If LTH is doing so well, how did it incur such a large deficit?

This is not the first time LTH faced such financial controversies. In 2001, just after the Asian financial crisis, auditor PricewaterhouseCoopers reported that LTH had made risky investments and fraudulent withdrawals amounting to RM9 million. Datuk Mohamad Bakke Salleh as the then chief executive officer (CEO) was roped in to save LTH. LTH recovered and became more professionally managed, allowing it to continue serving pilgrims for the Haj.

History repeats itself. The same auditor is again stating that LTH net assets have declined consistently since 2013 (see table). Dividends were distributed through unrealistic policy adjustment to “defer impairment losses” and hence the RM4.3 billion deficit was not recognised in 2017. Basically the management of LTH delayed reporting the diminishing value of its assets in order to continue paying hibah.

Before this crisis, LTH’s corporate governance broke down in 2015 and undermined its aim to function as a financial institution to facilitate pilgrims. LTH had bought an overpriced piece of land from 1Malaysia Development Board to build the Tun Razak Exchange (TRX). LTH paid a whooping RM2,773 per sq ft when the land was initially bought by 1MDB at RM64 per sq ft. According to LTH’s group managing director and CEO Datuk Seri Zukri Samat, the 1.6-acre (0.65ha) land is not providing any yield to Tabung Haji and had to be disposed.

In September 2018, former LTH chairperson Datuk Seri Abdul Azeez Abdul Rahim, who is also Baling MP, was investigated by the Malaysian Anti-Corruption Commission (MACC) over allegations of corruption and money laundering, which allegedly had run into millions of ringgit.

The LTH saga is a shout out for more resilient institutional reform for all GLICs and GLCs. It is not just about incompetency in management, or tampering with its accounts, but repeated offences of unfettered fraudulent practices and risky investments.
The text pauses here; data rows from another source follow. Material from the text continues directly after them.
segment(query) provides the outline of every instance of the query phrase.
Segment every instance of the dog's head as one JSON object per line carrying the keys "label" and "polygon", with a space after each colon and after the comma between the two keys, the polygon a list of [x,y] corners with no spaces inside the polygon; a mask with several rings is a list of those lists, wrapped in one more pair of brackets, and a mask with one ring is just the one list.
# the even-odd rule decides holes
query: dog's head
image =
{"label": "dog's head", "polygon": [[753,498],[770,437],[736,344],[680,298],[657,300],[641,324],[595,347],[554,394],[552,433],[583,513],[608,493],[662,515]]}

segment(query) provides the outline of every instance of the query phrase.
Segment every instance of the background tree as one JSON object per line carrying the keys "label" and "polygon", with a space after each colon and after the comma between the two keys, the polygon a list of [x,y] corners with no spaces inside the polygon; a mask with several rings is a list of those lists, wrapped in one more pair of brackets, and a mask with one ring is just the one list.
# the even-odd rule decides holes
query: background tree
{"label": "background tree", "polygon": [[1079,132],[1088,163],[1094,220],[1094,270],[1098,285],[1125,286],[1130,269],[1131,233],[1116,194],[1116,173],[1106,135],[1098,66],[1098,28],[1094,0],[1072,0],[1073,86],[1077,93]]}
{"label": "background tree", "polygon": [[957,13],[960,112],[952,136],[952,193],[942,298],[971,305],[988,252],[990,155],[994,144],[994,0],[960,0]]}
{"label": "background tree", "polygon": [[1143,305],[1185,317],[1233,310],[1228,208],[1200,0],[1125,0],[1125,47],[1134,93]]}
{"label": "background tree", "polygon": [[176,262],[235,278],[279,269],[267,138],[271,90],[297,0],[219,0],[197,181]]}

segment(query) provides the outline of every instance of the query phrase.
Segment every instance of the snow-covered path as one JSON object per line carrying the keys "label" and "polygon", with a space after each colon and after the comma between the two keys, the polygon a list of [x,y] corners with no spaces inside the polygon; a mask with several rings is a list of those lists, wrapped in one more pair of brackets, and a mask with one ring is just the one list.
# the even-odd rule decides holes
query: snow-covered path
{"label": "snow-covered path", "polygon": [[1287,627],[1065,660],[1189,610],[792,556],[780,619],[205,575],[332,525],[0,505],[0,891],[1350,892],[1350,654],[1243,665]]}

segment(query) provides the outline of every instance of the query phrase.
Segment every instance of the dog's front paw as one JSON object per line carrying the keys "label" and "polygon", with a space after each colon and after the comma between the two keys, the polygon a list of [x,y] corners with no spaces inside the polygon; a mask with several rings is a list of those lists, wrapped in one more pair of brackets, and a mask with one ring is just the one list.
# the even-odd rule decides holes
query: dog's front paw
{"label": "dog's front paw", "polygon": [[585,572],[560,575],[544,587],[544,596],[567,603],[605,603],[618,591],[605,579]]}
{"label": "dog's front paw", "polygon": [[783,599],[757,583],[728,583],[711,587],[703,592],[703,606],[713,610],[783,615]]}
Corruption and patronage for political and personal gains are normalised and institutionalised. Trust is betrayed as losses are paid on the backs of the poor, low and middle-income depositors who have placed every single sen in hope of performing their pilgrimage.

LTH is here to stay as it has an important social role to fulfil for the pilgrims. It is, therefore, pertinent that any reforms made to GLICs and GLCs have to be resilient and long lasting. The concentration of powers in the hands of a few must be clipped so as to rid patronage, misuse of power and corruption. Placing LTH under Bank Negara Malaysia, is a welcome move and will give confidence that LTH fund will be better managed. While the government has passed laws to monitor procurement, excessive national debts, and accumulation of excessive wealth, these laws must be implemented without prejudice. Institutions such as MACC must be independent and report directly to the parliamentary select committees, which will have to act as oversight bodies to end the repeated abuse of power and corruption.